North Korea Conducts Short-Range Missile Tests

February 20, 2023

North Korea on Monday fired two short-range ballistic missiles into the sea east of the peninsula.

It was the second test launch in three days, prompting Japan to request an emergency meeting of the U.N. Security Council. 

The launches follow a warning Friday by North Korea to the U.S. and South Korea to not go through with upcoming military exercises, or Pyongyang would take “unprecedentedly constant, strong responses.”

In that same warning, North Korea’s Foreign Ministry also said it would consider military action if the U.N. Security Council—which it views as being pressured by the U.S.—continues to pressure Pyongyang. 

South Korea’s military said it detected two missile launches Monday morning from a town on North Korea’s west coast. The launches were later confirmed by North Korean state media. Japan said both missiles landed in waters outside Japan’s exclusive economic zone and that no damage to aircraft or vessels in the area was reported, but they flew distances that suggest most of South Korea is within range.

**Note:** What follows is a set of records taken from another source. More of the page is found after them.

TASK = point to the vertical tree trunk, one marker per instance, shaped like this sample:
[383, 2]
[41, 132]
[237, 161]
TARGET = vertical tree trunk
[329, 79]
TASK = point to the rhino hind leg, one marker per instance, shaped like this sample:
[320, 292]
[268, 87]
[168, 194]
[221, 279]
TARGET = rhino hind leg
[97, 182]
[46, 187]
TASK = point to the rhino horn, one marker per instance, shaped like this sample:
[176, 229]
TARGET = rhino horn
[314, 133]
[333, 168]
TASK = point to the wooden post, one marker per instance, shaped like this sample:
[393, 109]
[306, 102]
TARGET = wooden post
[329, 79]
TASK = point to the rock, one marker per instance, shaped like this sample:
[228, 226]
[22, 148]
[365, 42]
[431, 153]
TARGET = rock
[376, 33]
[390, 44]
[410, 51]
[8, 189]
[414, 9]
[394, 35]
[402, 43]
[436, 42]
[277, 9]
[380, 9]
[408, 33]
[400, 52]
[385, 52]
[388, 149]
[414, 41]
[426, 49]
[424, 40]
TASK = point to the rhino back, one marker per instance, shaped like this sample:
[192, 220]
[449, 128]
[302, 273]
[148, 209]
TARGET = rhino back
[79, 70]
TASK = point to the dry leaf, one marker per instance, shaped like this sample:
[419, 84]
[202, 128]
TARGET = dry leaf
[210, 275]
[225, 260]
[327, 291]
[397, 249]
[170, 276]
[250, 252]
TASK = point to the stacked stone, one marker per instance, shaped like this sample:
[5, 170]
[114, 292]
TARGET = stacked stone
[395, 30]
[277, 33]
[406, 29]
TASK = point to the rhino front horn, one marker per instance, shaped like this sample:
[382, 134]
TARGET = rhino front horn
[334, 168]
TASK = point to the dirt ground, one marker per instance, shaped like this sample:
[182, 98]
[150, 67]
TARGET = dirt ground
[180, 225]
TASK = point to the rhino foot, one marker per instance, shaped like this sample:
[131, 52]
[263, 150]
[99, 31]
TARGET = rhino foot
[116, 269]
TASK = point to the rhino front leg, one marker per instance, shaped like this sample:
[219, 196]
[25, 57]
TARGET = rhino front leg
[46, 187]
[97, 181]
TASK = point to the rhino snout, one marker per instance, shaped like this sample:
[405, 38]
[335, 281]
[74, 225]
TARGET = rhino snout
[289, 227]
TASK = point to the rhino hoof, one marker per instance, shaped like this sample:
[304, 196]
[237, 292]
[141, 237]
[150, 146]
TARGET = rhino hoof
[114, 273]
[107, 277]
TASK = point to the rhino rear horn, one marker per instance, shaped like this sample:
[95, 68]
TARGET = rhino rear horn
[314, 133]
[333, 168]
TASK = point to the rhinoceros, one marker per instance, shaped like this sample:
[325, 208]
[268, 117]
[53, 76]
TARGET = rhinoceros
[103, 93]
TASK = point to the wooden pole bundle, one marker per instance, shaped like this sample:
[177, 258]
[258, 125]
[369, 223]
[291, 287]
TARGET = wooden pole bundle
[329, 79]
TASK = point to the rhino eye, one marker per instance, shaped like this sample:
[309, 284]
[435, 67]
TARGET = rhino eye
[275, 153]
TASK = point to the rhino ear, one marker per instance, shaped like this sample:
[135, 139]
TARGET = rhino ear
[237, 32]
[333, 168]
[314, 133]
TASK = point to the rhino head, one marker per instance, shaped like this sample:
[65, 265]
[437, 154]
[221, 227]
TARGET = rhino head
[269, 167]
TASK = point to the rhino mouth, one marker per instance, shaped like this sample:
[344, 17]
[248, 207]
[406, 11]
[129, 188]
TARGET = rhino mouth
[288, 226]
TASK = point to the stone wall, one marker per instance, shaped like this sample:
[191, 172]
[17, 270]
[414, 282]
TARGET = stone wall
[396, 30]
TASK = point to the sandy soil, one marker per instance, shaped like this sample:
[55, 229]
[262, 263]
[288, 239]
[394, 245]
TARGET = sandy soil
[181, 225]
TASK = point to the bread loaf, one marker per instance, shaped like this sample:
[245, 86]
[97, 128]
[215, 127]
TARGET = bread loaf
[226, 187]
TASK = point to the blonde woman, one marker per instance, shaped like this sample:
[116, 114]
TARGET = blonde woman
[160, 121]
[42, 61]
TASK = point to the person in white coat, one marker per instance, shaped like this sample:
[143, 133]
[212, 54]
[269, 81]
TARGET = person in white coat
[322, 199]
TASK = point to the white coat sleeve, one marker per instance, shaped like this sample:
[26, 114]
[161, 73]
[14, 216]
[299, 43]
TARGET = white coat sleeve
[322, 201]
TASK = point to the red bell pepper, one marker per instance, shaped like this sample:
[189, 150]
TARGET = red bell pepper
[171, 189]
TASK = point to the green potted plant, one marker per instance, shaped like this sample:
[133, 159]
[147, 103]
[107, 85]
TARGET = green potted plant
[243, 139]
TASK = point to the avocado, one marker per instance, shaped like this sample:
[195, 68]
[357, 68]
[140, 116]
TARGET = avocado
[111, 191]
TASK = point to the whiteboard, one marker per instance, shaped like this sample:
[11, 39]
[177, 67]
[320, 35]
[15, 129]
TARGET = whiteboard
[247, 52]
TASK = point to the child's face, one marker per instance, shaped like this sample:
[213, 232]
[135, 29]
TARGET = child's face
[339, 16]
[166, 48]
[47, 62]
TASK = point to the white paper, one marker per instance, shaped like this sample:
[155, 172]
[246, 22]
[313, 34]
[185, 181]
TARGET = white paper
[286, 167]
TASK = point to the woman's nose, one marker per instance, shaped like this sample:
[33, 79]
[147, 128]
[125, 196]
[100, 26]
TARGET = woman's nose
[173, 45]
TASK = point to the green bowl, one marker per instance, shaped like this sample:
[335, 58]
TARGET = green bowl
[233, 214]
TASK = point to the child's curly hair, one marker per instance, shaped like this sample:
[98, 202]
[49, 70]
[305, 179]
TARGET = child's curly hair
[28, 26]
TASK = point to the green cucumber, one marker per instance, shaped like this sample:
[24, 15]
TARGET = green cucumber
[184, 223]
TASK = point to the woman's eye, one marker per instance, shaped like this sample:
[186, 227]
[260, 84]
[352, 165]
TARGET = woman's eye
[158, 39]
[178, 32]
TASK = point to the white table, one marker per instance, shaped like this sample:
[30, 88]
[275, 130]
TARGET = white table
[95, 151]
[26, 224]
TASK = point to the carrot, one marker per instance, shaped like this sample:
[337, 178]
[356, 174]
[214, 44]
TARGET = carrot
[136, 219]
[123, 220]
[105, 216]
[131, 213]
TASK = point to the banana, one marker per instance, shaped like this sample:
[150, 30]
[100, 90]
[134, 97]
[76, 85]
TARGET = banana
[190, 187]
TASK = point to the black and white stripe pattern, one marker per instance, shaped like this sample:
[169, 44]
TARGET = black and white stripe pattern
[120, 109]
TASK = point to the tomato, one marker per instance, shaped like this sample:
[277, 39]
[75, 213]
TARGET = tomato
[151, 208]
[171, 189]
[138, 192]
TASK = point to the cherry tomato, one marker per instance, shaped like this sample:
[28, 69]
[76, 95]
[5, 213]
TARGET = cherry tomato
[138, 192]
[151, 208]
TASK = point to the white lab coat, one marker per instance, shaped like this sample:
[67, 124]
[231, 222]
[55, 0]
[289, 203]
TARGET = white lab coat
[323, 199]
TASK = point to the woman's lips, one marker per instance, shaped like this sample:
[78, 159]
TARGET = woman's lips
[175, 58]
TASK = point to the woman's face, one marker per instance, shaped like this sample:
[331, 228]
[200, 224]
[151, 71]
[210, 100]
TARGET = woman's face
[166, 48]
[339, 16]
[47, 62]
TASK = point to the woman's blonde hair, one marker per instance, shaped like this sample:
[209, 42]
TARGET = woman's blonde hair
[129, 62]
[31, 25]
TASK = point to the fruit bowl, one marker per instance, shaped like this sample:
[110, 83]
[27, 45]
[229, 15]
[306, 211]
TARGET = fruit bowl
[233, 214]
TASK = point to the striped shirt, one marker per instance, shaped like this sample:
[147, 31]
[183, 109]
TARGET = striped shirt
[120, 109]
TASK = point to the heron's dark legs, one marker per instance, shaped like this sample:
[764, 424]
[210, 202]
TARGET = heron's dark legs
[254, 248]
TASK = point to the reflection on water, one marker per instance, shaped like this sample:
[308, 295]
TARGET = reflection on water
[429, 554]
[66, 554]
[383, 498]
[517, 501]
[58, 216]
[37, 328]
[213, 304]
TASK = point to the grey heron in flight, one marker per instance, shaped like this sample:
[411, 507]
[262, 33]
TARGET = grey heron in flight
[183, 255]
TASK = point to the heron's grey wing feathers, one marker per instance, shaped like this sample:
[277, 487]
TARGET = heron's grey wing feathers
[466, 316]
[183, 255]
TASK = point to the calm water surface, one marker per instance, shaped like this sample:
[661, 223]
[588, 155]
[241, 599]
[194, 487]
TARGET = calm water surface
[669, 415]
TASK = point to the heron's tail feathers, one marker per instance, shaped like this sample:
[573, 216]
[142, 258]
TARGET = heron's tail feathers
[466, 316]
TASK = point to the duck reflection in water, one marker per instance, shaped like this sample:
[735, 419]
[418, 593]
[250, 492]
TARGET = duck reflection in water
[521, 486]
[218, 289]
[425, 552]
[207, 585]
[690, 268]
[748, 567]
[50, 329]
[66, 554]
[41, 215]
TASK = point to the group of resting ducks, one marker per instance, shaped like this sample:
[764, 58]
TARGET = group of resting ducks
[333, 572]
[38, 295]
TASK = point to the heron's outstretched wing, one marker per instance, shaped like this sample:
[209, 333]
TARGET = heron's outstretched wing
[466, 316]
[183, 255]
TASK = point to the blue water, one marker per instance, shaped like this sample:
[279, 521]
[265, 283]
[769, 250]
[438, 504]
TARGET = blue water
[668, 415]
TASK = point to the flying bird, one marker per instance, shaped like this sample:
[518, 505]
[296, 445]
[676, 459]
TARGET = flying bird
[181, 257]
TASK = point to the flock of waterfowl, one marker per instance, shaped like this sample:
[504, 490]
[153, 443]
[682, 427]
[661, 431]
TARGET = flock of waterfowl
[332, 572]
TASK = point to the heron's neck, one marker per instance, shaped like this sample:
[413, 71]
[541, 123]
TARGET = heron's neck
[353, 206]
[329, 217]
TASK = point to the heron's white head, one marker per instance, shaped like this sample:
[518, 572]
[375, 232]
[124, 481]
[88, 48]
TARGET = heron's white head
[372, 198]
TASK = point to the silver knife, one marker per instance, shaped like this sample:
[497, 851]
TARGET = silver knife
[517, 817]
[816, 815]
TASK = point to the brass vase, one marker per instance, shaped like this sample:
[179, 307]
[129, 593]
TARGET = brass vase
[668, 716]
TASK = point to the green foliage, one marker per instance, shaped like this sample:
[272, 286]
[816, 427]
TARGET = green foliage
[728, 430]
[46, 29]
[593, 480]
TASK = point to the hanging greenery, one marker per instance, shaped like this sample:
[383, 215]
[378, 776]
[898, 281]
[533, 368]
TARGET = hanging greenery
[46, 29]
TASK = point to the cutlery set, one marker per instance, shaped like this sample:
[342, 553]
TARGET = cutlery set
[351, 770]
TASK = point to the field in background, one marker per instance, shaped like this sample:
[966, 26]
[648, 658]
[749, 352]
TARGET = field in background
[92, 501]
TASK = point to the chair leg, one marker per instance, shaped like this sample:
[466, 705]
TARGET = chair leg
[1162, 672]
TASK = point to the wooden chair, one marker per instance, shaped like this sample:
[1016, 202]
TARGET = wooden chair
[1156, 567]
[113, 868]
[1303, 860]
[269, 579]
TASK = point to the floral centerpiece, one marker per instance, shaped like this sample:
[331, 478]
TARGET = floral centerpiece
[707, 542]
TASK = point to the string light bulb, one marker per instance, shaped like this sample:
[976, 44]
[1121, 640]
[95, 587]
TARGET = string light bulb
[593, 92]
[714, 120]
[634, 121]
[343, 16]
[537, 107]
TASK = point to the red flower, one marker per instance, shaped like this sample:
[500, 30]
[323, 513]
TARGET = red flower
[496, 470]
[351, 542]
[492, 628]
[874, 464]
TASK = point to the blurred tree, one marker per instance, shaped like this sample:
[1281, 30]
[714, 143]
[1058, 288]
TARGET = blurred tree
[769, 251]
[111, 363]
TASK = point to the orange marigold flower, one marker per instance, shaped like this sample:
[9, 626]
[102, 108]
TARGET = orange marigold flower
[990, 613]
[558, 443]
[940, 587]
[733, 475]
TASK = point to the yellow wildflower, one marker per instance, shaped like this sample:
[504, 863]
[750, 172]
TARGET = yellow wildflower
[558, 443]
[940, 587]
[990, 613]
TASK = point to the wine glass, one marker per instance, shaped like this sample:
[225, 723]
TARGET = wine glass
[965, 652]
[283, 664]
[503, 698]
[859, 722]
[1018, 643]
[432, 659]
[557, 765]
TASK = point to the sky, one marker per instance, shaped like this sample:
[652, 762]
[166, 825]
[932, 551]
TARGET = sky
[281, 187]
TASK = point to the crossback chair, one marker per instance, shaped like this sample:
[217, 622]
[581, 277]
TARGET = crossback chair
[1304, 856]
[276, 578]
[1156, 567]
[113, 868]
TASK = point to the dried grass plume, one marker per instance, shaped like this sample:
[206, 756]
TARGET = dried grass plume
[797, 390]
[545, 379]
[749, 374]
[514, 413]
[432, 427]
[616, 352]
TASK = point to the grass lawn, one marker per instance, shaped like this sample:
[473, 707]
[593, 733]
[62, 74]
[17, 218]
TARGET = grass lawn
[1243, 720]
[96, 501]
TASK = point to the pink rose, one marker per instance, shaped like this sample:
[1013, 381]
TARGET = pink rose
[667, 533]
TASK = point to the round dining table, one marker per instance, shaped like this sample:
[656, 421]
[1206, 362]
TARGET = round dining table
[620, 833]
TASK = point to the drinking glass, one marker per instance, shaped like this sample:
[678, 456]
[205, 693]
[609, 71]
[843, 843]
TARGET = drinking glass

North Korea is prohibited from any ballistic missile activity under a series of U.N. Security Council resolutions. The U.S. has tried to get the Security Council to pass additional measures, but North Korean allies China and Russia have prevented such efforts.

In 2022, North Korea conducted more than 70 missile launches—a reported record number for one single year. However, up until the launches of the past three days, Pyongyang had halted weapons testing activities following a short-range missile firing on January 1. 

Monday’s test launches may be in direct response to a Sunday flight of U.S. military B-1B long-range, supersonic bombers for separate training with South Korea and Japan—which was itself a response to North Korea’s Saturday weapons test.

The U.S. Indo-Pacific Command said the latest launches highlight “the destabilizing impact” of North Korea’s unlawful weapons programs. It said the U.S. commitments to the defense of South Korea and Japan “remain ironclad.”